Pricing one’s services doesn’t have to be a race to the floor, so don’t denigrate yourself (or the profession) that way (please!). But it seems that people no longer care about who’s the best.
My practice partner recently had lunch with someone not in our field, but someone who knows things. This person told him that he’d been to every other DC in town, and out of all of them, my practice partner is the best. But people in our area simply will not pay our clinic’s price for an adjustment. The non-DC guy had sent many people to our office. Millionaires, some multi. They heard my partner’s treatment price and never scheduled. They walked right back out and reported to our non-DC contact that the price was too much. These were people who drove Mercedes cars and spent $2500 on a Gucci purse or $120 on a cashmere sweater or $3k on a suit or $1k on a phone, but wouldn’t pay our (upper end but not unheard of and fairly reasonable) price for an adjustment. They didn’t care that he was the best; they weren’t going to pay the price. They were going to go down the street and pay 2/3 our price, even if it meant getting less than half the service.
I know what you’re thinking… “who is this guy your practice partner had lunch with? Does he have his PhD in Business from Harvard or something?”
Actually, yes–he does.
So anyway, we were offering something different, something better, something more complete, a much better value for the money…
…and nobody cared.
Another lesson learned: trying to appeal to the upper class does not always translate to getting away with upper-end pricing, even if it’s reasonable and even if you’re offering much more for the money, and even if what you offer is starkly different from the rest.
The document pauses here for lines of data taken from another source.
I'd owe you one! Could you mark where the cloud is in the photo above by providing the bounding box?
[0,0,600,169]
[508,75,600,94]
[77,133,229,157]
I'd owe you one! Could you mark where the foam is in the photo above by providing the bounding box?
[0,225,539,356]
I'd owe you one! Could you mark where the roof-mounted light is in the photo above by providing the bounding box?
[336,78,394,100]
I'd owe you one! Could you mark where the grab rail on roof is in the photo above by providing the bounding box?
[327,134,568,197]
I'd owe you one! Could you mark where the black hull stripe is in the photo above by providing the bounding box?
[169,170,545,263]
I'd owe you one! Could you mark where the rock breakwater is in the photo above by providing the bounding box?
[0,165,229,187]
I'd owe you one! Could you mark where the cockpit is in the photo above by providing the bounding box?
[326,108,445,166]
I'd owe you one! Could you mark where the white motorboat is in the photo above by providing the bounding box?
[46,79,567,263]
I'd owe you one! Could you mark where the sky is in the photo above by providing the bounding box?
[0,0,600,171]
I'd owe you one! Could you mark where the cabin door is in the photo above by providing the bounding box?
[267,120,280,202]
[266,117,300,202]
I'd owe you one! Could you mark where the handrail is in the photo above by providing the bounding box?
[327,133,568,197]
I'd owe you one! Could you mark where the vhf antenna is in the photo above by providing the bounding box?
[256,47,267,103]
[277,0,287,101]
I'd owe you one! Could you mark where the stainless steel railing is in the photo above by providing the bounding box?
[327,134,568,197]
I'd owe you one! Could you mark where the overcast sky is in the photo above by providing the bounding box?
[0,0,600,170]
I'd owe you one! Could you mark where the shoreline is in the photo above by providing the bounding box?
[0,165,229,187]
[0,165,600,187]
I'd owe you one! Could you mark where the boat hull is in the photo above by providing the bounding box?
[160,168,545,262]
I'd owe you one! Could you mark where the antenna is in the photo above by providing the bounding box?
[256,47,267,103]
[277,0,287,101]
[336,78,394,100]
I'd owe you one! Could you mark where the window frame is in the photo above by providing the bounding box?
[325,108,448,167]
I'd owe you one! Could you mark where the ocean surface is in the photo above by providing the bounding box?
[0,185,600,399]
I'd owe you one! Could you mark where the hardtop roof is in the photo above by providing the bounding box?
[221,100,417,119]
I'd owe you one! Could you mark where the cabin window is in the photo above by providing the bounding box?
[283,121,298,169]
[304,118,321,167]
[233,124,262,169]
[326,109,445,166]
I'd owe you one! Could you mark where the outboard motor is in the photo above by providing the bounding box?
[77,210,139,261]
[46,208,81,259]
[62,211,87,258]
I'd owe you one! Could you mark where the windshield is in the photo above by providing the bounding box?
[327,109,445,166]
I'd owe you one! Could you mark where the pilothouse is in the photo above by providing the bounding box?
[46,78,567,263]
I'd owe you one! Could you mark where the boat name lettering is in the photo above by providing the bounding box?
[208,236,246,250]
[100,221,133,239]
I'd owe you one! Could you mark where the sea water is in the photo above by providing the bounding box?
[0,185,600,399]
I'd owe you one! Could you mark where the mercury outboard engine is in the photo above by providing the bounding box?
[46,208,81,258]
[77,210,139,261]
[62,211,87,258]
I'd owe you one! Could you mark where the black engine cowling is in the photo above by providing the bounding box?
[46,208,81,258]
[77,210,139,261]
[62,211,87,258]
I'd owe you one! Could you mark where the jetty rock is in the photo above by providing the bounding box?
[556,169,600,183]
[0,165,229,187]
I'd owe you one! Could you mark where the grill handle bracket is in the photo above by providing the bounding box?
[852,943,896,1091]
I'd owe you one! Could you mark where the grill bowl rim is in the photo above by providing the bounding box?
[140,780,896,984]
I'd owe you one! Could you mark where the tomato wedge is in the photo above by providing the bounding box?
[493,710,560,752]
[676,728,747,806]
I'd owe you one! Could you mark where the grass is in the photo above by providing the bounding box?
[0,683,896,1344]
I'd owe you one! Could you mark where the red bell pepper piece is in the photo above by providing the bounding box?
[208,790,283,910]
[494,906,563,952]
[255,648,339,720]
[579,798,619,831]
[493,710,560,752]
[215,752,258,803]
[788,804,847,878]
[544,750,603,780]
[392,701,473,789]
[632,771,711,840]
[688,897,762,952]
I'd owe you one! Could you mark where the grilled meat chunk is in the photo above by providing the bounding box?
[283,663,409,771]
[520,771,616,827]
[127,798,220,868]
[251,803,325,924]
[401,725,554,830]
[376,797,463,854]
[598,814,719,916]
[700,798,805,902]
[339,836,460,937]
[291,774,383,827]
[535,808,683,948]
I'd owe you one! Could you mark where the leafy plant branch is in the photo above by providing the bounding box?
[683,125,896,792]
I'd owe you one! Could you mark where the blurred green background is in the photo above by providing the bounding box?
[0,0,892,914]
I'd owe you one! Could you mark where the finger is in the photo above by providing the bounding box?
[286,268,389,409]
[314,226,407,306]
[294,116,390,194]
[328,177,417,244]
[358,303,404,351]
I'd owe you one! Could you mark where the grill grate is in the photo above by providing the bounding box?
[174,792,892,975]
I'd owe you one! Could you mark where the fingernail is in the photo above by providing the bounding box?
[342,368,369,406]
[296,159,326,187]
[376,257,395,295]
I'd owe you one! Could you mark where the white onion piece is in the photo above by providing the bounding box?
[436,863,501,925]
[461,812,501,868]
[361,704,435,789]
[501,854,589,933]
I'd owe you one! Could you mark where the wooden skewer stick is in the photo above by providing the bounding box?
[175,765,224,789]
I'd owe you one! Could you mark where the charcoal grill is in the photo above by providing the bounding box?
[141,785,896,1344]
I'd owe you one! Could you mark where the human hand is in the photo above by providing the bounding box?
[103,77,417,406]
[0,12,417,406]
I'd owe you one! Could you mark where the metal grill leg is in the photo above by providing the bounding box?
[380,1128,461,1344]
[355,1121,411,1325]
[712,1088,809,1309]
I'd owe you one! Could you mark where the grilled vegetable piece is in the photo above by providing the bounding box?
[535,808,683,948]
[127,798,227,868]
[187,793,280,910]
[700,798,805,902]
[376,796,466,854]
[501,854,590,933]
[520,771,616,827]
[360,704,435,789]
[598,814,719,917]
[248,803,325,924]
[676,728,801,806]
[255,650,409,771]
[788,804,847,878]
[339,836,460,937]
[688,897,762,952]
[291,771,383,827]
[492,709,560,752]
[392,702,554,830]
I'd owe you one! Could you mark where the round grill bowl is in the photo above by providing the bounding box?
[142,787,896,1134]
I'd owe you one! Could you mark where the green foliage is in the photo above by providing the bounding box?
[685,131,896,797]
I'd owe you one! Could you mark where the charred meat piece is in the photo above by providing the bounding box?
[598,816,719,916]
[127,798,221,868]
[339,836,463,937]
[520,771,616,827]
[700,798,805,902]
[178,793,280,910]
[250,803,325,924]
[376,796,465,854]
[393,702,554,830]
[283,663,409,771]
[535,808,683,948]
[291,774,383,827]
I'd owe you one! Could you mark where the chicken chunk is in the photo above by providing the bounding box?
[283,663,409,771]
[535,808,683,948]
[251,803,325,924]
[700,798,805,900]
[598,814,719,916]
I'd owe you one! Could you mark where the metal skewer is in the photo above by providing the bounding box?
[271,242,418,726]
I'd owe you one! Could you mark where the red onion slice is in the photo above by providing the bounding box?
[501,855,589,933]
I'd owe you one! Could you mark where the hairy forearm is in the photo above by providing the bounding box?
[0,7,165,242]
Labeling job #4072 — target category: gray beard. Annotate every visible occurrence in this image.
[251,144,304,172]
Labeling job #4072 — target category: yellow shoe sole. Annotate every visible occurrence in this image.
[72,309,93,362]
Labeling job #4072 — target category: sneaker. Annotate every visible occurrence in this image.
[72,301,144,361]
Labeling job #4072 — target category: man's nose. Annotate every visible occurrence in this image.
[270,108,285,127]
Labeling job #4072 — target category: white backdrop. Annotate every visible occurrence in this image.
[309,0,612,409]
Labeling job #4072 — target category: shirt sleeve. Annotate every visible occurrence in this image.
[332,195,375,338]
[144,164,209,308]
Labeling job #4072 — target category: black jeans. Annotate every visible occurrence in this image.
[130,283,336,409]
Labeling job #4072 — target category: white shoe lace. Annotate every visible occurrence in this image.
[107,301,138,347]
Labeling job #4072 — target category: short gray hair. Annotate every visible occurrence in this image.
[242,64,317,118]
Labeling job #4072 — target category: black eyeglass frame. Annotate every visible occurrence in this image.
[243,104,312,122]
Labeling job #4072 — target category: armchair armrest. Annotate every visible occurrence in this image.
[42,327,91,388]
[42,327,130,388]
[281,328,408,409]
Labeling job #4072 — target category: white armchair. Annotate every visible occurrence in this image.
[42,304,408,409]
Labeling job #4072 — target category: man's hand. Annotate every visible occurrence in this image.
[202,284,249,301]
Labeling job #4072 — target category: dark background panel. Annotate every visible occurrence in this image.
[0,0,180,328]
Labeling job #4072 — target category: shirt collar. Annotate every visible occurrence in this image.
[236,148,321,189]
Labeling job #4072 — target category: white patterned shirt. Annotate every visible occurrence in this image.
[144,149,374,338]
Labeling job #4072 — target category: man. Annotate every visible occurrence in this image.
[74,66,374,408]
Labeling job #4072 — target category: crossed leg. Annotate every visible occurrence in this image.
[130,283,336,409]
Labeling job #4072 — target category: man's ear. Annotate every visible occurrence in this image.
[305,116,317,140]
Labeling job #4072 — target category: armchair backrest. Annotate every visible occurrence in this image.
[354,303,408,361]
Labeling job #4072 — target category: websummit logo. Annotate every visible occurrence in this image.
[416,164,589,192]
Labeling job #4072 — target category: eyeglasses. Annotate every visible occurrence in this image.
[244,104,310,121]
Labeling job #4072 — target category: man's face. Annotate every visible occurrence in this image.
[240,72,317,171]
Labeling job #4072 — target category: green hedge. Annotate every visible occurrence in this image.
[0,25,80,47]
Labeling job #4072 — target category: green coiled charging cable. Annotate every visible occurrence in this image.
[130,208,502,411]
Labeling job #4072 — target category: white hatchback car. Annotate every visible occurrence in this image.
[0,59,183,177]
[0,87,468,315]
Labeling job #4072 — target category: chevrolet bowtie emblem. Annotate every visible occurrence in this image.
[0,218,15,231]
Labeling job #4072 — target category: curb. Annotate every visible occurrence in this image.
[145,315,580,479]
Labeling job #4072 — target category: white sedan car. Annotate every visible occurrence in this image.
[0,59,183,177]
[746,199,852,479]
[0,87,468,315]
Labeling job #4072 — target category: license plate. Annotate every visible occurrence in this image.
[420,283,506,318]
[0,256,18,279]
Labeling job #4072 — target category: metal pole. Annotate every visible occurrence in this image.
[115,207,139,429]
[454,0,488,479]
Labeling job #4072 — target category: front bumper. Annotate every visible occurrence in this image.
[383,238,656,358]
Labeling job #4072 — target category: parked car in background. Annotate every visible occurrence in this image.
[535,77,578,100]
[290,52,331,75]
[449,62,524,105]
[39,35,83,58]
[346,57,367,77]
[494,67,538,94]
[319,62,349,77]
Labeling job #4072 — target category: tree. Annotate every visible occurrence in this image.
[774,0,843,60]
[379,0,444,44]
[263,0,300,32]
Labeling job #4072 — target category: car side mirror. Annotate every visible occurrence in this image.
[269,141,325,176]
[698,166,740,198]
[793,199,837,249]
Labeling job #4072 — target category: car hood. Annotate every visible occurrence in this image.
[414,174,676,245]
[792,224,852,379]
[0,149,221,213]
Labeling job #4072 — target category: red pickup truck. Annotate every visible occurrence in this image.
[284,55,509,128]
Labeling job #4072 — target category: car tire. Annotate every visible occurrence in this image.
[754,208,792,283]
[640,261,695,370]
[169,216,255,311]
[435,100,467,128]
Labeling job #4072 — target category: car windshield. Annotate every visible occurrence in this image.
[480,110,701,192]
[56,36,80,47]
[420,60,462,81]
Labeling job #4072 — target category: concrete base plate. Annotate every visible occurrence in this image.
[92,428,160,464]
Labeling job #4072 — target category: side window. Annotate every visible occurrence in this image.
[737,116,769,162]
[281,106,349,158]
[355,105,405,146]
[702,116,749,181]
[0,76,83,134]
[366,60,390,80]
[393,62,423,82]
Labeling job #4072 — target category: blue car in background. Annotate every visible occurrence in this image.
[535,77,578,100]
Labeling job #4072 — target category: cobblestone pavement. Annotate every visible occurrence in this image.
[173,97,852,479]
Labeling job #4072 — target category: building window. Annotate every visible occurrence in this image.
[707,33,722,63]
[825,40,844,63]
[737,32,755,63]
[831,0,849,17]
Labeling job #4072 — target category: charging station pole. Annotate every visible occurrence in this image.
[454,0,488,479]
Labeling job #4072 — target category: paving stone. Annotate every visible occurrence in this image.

His advice: drop the price by $6, to a number that ends in 9, and drop the quality a bit to match. Maybe you can upsell some of them later(?)
The concept of Value seems to be lost, and the respect/appreciation for it seems to have disappeared overnight. It’s all about price now, if you offer a commodity. A niche is going to be even harder to sell, because of the education involved with teaching people an unknown new concept. People usually don’t shift their way of thinking that fast.
I know what else you’re thinking… “don’t you have a website? Doesn’t it spell out your services and why you’re different from the others? Are you sure you’re doing enough pre-education??”
Check, check, and check. Website fully fleshed out and well-optimized. Very descriptive. In fact, we’ve relied upon it and referrals alone for the past four years, and it served us well. We also rank fine on Google searches.
Our website isn’t the problem. It had worked well before, and it brought people in. It didn’t change; people did.
Pre-education works, to a point, but everybody’s onto that secret, so inboxes are somewhat saturated by competitors. And most of them are doing it wrong, marketing too frequently and trying to bypass the Promotions folder by engineering the email to land in the Primary tab. People see this as manipulative, and it is. And most have attention spans shorter than fruit flies, so whatever you say in your marketing, make it count.
Again, don’t race to the floor; that doesn’t work, and you’ll only burn out and end up feeling resentful. Keep being a good doctor. But we can’t fool ourselves into thinking that we’ll simply eliminate the competition just because we think we’re doing something different. And even if we truly are doing something different, it only counts if other people know that and are in a position (mindset, resources) to pay.
(Note: this may not be happening everywhere, but it is happening in our area.)